Another issue with LNG is that it’s a liquid and requires a special process to be carried on for it to become gas again. This can only be achieved in plants equipped with all the necessary technology which is lacking even in developed countries like Germany, let alone smaller states.

Still, the countries have a lot of hopes for LNG to save them from the global energy crisis. While coal is considered the dirtiest fossil fuel ever with countries trying to avoid its usage, natural gas is less harmful to the environment. If due precautions are taken, LNG isn’t expected to significantly endanger nature, as it often happens with oil. However, one must not forget that it still is a fossil fuel and emits CO2, even if the amount is not as big as with coal.

The country pioneering the import of LNG is currently Germany. As Germany’s ports lack the opportunity to dock all the arriving ships at the same time, the country is building a floating terminal to load the cargo on. This terminal can serve not only as a means of transportation or storage but also turn LNG back into gaseous form. Other terminals like this one are already in production.

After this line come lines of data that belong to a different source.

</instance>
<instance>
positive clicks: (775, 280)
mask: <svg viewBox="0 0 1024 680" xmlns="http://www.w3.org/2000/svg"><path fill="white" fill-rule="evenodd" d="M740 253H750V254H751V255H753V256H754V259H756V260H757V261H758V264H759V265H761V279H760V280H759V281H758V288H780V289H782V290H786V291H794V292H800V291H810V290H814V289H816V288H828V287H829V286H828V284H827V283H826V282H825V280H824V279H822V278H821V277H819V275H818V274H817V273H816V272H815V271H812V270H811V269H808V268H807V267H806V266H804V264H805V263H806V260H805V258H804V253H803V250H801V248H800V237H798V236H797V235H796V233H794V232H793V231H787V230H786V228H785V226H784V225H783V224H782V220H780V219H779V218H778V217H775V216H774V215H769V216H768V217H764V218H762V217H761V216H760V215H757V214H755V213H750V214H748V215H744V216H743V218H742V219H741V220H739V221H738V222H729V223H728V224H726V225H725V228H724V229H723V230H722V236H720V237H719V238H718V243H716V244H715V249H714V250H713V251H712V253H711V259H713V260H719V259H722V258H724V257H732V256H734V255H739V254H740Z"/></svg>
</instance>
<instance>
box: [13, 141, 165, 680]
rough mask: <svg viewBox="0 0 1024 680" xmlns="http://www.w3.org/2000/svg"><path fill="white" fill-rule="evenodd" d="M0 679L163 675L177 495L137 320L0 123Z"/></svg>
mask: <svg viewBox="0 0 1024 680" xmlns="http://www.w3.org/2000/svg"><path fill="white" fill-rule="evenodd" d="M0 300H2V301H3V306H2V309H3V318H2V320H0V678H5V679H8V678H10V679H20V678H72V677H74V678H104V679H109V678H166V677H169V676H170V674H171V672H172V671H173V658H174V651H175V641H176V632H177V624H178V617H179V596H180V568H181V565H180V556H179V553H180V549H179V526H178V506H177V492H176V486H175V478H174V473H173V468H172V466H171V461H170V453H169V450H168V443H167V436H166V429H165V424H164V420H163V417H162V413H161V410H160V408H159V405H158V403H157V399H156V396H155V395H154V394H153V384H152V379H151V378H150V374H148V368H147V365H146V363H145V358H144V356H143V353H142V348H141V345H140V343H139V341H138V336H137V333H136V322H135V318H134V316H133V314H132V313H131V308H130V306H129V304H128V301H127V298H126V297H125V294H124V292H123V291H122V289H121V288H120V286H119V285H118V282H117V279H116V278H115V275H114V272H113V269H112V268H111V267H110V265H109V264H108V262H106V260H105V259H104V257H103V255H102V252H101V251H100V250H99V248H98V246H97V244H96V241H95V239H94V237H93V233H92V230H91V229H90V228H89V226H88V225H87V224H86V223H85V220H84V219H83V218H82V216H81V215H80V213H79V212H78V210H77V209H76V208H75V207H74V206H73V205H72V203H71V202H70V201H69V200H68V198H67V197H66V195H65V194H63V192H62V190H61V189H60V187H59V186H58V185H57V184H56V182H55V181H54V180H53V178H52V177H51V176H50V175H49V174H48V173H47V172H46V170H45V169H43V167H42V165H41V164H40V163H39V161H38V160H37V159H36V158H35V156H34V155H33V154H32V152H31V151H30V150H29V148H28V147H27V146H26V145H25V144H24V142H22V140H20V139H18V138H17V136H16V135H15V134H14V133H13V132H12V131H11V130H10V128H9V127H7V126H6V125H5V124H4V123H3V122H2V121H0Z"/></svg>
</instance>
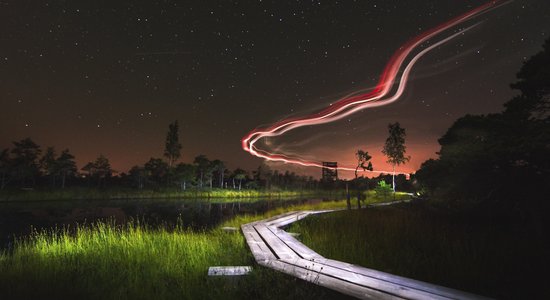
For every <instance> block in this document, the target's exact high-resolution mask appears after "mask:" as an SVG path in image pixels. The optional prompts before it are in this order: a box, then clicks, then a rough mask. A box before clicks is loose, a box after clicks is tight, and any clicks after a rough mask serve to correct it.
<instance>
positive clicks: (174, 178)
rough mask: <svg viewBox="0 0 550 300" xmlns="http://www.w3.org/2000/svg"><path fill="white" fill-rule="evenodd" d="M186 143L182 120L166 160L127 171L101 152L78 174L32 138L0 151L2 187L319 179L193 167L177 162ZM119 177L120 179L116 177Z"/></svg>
mask: <svg viewBox="0 0 550 300" xmlns="http://www.w3.org/2000/svg"><path fill="white" fill-rule="evenodd" d="M181 149H182V145H181V143H180V142H179V135H178V122H177V121H175V122H173V123H171V124H169V126H168V133H167V134H166V141H165V149H164V153H163V154H164V157H163V158H154V157H152V158H150V159H149V160H148V161H146V162H145V163H144V164H142V165H136V166H133V167H132V168H131V169H130V170H129V172H128V173H124V172H123V173H119V174H117V173H118V172H116V171H115V170H113V169H112V167H111V164H110V162H109V159H108V158H107V157H106V156H105V155H103V154H100V155H99V156H98V157H97V158H96V159H95V160H94V161H91V162H88V163H86V164H85V165H84V166H83V167H82V168H81V169H80V170H78V168H77V166H76V162H75V156H74V155H73V154H71V153H70V151H69V150H68V149H65V150H63V151H61V152H60V153H58V152H57V151H56V149H55V148H54V147H47V148H46V150H45V151H43V150H42V148H41V147H40V146H39V145H38V144H36V143H35V142H34V141H33V140H31V139H30V138H26V139H23V140H21V141H15V142H13V147H12V148H8V149H3V150H1V151H0V189H5V188H8V187H11V188H34V187H37V186H40V187H50V188H65V187H66V186H67V185H68V182H70V183H71V184H72V185H78V186H90V187H99V188H104V187H107V186H110V187H115V186H125V187H133V188H136V189H144V188H146V189H160V188H177V189H179V190H182V191H184V190H187V189H189V188H198V189H204V188H210V189H211V188H224V189H226V188H229V189H235V190H241V189H259V188H282V189H313V188H317V187H319V181H318V180H316V179H314V178H313V177H311V176H300V175H297V174H296V173H294V172H289V171H285V172H280V171H278V170H272V169H271V168H269V166H267V165H266V164H262V165H260V166H259V167H258V168H257V169H255V170H253V171H252V172H248V171H246V170H244V169H241V168H236V169H234V170H229V169H228V168H227V167H226V163H225V162H223V161H222V160H219V159H213V160H211V159H209V158H208V157H207V156H206V155H202V154H201V155H198V156H196V157H195V158H194V160H193V161H192V163H183V162H178V160H179V159H180V157H181ZM115 174H116V176H115Z"/></svg>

Chief exporters of LNG to Germany will be UAE and Qatar, as was agreed to earlier this autumn. The former is also a major oil exporter but with rising demand for natural gas, the country’s Abu Dhabi National Oil Company turned its attention to the LNG supply. Germany is being criticized for overlooking the UAE’s participation in the Yemen war and the human rights breaches happening there for the sake of striking the LNG deal. However, the German Government stated that the needs of their citizens come first, and overcoming the energy crisis caused by Russian actions is their chief priority. Still, Germany is not relying only on its Arabic partners in this battle, with German energy company Uniper signing a deal with Australian LNG provider Woodside Energy in September.

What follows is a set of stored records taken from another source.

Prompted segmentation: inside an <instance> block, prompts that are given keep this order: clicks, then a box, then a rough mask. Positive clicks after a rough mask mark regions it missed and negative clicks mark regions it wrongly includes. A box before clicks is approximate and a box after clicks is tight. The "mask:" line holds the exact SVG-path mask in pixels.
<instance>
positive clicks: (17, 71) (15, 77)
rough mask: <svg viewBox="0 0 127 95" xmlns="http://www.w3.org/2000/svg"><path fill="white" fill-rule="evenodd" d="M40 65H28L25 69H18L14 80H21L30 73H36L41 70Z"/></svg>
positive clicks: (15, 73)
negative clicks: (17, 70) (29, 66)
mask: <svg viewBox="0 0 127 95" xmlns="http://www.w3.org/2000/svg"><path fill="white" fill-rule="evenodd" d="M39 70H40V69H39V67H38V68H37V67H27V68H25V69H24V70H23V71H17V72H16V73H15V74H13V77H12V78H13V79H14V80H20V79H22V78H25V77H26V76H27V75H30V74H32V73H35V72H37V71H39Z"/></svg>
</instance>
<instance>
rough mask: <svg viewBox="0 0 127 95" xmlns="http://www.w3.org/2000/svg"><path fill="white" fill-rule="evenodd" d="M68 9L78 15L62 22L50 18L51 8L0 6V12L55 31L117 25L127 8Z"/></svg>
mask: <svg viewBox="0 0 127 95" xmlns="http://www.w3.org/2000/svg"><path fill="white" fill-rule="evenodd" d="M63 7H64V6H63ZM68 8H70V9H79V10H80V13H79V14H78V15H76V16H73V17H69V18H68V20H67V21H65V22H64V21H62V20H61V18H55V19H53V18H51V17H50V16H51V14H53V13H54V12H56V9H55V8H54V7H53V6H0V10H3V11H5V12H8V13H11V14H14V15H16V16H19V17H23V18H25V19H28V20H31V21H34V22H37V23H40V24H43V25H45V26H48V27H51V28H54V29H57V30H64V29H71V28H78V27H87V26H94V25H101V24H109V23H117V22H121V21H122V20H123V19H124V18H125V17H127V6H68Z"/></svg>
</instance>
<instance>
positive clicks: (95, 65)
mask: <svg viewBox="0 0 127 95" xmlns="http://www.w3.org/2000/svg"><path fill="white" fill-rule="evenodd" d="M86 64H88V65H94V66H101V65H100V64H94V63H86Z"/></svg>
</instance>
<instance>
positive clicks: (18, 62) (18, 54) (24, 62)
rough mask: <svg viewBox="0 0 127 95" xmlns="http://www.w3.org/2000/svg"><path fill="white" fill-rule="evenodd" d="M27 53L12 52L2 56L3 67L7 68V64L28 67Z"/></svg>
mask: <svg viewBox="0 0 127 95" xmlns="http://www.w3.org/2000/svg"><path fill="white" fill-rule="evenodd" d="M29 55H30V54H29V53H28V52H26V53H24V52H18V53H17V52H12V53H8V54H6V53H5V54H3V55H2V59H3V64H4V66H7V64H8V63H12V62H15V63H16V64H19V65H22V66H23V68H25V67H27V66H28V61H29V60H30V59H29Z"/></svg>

Germany is not the only European country seeking a way to solve the energy crisis with the help of LNG. The UK announced a deal with the US just after the COP27 climate change summit in November. The States promised to supply the Kingdom with 10 billion cubic meters of LNG during the following year. However, it’s still unclear if the UK will be able to obtain enough gas by the beginning of winter since the US also needs to ship it to the EU as per the agreement reached several months prior this year.

On November 29 opens the World LNG summit, where global energy prices, floating and onshore terminals, and new LNG technology will be discussed among other issues. Hopefully, the experts will come up with possible solutions for the gradual decarbonization of the LNG business, which is one of the biggest concerns in this industry. If liquified natural gas could be used without emitting any amount of CO2 it would certainly become one of the best ways to tackle the energy crisis.